Al fin el marido volvió a la noche, ella al abrazo del amante, y él a la soledad de su cuarto en donde aún permanecería —me huelo— el olor a cedro de su espesa mata.

Hundía la nariz en su pelo, inhalando/anhelando sus perfumes, en aquella luz rosácea, mientras bailábamos y sentía las puntas de sus senos, la lisura de su vientre, sus muslos firmes ciñéndose en un perfecto engranaje. Comprendí entre sus brazos qué erótico puede resultar un frío artefacto de Duchamp o de Picabia.

El frescor y suavidad y tersura de su cuerpo rosa recién bañado.

Dos pétalos de carmín en el pañuelo, tras el beso.

Respirándola entrecortadamente en el beso. Me había tomado de la mano, al bajar las escaleras, y en el corredor sórdido del portal, ante los buzones, dejó que le echara hacia atrás la cabeza y la besara. Respirando aún entrecortadamente mientras bajábamos por la calle 105, Este, hacia Broadway.

La rosa de sus mejillas que ella contempla en la luna de un escaparate, poco después de salir de la consulta del Dr. Abrahams. ¿Le habría puesto también Stanwood? Decidió no guardar ese hijo de un padre muerto. (El amante tarambana, en uno de sus delirios alcohólicos, acabó achicharrándose vivo, suicidio por amor a la muerte, una horrible muerte por fuego.) Yo creo que era necesario que estuvieran muertos el padre y el hijo, porque ella reconoció que sólo podía amar perdurablemente a los muertos. Acababa de abortar pero el cristal le devolvía una máscara impecable: carmín en los labios, bien empolvadas las mejillas…

(Dr. Abrahams… La progenie de nonatos es innumerable como las arenas del desierto… El cuchillo del Dr. Abrahams en aquella clínica de King’s Cross que tú podrías marcar con una cruz.)

El Times de Miss Rose aquí en la mesa despierta la curiosidad de la turista solitaria, yanqui sin duda, que le dirige miradas aceradas a la foto de Mr.
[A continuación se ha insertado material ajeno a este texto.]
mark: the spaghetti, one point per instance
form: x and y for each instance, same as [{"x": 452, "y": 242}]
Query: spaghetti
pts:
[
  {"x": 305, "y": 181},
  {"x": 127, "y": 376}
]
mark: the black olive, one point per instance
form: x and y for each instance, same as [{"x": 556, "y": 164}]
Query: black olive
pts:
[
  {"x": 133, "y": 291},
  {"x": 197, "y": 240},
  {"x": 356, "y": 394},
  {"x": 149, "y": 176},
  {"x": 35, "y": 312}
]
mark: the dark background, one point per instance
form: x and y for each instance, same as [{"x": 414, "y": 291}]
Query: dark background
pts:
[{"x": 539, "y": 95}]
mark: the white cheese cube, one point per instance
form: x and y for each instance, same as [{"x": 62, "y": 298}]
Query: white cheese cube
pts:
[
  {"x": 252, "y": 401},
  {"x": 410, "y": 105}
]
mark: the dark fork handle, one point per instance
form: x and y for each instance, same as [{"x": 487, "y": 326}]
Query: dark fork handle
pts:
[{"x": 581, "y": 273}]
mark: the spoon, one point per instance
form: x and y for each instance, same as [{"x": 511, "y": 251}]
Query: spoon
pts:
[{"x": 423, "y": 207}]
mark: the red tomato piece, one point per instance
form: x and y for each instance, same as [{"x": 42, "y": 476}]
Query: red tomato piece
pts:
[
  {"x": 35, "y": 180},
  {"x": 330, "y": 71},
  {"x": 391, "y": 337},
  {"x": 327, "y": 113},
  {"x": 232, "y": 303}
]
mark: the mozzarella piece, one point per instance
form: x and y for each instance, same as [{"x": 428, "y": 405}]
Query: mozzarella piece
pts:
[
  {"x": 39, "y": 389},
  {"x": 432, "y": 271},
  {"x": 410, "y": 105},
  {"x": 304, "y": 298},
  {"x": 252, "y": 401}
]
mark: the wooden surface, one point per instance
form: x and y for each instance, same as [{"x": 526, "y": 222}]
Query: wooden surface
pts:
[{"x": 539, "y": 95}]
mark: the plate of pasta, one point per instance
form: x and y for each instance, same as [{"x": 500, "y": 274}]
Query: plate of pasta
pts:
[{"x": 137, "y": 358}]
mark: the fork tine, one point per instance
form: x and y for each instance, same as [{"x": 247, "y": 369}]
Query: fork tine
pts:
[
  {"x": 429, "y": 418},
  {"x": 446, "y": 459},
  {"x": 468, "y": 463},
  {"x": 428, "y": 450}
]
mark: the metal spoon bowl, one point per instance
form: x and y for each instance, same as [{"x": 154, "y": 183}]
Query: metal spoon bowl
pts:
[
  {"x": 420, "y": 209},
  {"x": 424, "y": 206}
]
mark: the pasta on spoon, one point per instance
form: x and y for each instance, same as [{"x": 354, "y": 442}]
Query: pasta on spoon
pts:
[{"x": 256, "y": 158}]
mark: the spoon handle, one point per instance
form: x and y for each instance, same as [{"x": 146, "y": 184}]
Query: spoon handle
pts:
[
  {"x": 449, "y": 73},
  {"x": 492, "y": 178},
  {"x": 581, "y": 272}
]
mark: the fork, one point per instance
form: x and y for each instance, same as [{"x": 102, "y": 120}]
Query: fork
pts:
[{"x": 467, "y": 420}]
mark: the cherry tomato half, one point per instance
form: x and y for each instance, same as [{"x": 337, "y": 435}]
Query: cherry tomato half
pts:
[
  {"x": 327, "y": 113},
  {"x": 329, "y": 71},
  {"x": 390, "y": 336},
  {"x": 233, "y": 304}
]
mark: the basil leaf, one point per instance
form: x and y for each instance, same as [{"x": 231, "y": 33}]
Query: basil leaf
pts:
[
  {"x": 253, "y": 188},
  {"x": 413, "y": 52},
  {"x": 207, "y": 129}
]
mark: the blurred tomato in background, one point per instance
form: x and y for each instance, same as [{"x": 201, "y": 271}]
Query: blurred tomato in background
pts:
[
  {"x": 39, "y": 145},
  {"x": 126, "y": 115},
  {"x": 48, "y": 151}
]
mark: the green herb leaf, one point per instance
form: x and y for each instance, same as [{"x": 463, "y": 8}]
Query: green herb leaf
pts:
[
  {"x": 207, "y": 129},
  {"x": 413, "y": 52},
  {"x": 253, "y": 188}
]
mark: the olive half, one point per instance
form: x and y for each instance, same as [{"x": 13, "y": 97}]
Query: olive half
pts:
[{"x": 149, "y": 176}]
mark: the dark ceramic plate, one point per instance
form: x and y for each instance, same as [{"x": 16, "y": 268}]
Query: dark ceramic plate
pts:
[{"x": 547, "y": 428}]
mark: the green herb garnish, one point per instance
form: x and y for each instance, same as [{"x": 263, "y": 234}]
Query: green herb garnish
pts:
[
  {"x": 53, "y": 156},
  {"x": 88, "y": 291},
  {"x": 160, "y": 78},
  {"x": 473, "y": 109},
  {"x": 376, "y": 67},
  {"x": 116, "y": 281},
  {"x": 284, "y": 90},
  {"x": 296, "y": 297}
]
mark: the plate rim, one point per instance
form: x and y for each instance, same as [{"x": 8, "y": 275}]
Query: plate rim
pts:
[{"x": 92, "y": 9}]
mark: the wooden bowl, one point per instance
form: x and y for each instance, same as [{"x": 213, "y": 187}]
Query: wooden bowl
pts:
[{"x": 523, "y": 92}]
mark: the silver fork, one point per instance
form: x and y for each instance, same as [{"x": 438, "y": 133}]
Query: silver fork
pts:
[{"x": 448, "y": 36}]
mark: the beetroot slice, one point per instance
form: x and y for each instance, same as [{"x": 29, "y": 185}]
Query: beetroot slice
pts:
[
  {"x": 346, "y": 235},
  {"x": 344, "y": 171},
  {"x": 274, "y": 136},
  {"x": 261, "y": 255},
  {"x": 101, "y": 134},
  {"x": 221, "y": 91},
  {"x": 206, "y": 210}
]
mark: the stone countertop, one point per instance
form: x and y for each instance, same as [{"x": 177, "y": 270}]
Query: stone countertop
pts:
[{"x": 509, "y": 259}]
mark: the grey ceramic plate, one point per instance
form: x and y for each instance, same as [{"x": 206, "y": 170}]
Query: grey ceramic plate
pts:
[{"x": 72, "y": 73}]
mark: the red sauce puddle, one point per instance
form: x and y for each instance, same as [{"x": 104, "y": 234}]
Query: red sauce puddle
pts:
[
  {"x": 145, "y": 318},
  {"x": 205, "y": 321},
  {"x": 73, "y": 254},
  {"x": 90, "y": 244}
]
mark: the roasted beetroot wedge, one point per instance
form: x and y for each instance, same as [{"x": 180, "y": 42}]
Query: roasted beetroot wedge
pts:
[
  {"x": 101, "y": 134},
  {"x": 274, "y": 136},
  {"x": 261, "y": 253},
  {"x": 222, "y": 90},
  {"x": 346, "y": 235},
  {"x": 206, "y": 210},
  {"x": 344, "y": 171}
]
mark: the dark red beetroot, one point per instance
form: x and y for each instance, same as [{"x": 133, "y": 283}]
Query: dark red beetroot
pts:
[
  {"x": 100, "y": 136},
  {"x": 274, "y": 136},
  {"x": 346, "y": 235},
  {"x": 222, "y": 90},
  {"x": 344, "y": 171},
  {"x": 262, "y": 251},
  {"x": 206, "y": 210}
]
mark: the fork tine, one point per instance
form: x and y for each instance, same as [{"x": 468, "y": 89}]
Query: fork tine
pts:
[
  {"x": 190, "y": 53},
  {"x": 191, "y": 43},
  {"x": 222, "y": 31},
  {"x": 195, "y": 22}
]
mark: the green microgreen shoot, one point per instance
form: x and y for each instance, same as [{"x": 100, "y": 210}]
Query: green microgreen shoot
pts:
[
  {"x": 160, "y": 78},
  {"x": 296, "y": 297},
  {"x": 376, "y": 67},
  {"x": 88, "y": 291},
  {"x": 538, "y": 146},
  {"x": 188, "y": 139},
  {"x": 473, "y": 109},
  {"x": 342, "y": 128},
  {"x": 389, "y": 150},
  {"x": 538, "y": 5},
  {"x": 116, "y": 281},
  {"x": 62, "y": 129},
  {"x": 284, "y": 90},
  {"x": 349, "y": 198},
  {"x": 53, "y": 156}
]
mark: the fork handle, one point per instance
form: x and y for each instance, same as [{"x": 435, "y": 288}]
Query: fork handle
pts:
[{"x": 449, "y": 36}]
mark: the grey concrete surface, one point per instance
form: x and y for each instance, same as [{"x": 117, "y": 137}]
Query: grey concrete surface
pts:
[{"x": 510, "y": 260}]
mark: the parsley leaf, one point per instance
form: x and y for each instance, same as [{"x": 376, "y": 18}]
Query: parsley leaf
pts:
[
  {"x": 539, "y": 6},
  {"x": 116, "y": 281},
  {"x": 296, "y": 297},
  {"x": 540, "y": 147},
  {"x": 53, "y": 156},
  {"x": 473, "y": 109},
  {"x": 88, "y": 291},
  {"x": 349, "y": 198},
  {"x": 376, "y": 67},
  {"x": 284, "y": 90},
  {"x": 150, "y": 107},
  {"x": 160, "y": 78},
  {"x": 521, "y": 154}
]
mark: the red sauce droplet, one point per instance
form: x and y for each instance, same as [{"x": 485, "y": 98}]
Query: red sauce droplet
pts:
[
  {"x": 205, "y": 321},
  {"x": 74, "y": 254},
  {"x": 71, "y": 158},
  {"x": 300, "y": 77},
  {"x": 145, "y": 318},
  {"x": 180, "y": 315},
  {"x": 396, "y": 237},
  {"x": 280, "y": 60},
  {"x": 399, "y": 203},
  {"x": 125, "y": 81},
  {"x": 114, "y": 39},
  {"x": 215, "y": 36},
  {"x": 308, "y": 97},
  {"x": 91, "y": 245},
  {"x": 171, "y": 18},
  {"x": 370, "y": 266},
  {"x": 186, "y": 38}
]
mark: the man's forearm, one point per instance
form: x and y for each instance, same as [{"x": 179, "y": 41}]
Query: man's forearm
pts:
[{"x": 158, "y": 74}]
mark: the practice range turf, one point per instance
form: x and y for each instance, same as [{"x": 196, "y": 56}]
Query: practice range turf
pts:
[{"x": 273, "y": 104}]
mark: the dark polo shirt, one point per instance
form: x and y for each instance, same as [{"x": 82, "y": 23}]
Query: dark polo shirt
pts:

Kissinger estrechando manos de niños en St. James’s Park. Supongo que no correrás los Sanfermines de Pamplona: ayer hubo cuatro heridos graves. Ni tampoco estarías ayer en un edificio de cinco pisos incendiado en Montmartre: hubo cinco muertos (cuatro por tirarse de las ventanas) y trece heridos… Si la turista sigue mirándome así, acabaré contándole lo que te escribo aquí. Sigo componiendo el ramo amoroso.

Su vida no fue precisamente una senda de rosas, pero unos cuantos pétalos más podrían situarnos en otro momento culminante de su carrera.

(Cuando levanto los ojos hacia el Woolworth Building también la veo con los ojos del amante muerto; en el pináculo del rascacielos, en un cuarto de cristal tallado entre flores de cerezo.)

Abandonó hace tiempo una carrera prometedora en el teatro, pero sigue haciendo a la perfección su papel de dama de buena planta trepadora. Va a divorciarse de su segundo marido, el periodista desempleado Jimmy, con el que tuvo un hijo, y es redactora de una revista de moda. Pero es evidente que pica más alto. Acaba de llegar al Seaside Inn escoltada por el abogado que se ocupó de sus dos divorcios y acabará siendo fiscal del distrito y su tercer marido. Imagina que nosotros estamos en una mesa vecina tomándonos unas almejas al vapor. Al ir a dejar los guantes sobre la mesa su mano rozó bruscamente las rosas del florero y cayó una lluvia amarilla y herrumbrosa sobre los guantes, sobre el mantel. Las órdenes de ella eran deseos para él: «Haga que se lleven estas rosas, George…». La explicación hacía juego con su lozanía: «Odio las flores marchitas». Resultó que en aquel restaurante de Long Island tampoco la langosta era fresca.